# 30 minute reception



## shroomgirl (Aug 11, 2000)

Strange gig.....120 guests at a church reception....7pm
baked goods (fingerfood cookies/marshmallows), cheeses, drinks (coffee, soda no booze) They open the doors at 6:30 but want people to have a nibble prior to the talk. So essentially I'm setting up for a 30 minute gig. Should be interesting.

I'm alittle concerned about getting beverages out in a timely manner. I've got to prepour some.....thought about self pour but it'd just get bogged down.

Anyone else experience something like this? How did it go? I anticipate a total slam right at 7pm.

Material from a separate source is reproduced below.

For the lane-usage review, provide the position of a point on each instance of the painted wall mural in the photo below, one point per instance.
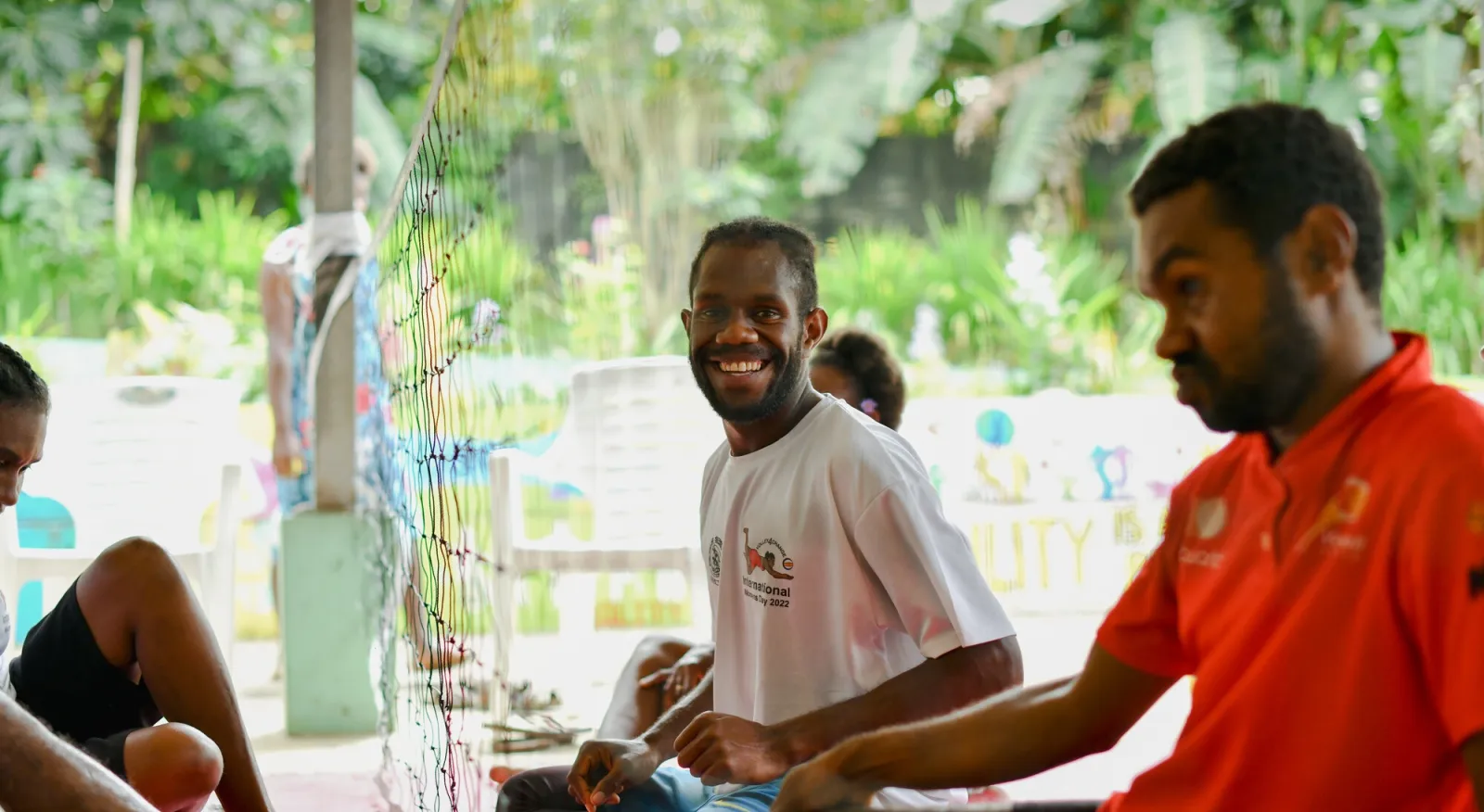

I'm only bringing in two staff.....and have not done anything like this...every other reception has been for 1.5-2 hours +. Drinks were never an issue.


----------



## shroomgirl (Aug 11, 2000)

figured it out and thought I'd share.

Food was setup 6:15 for 7pm talk

Drink table had 6 carafe's of decaf, self serve.
pourred sodas with tags on the table.

Worked out exceptionally well.....we did get slammed right around 7 by 40ish guests walking in at the start but it was fine. The crowd was lite (80-90) with the Cardinals being in the playoffs.....always a delight to know you're at the mercy of STL sports....


----------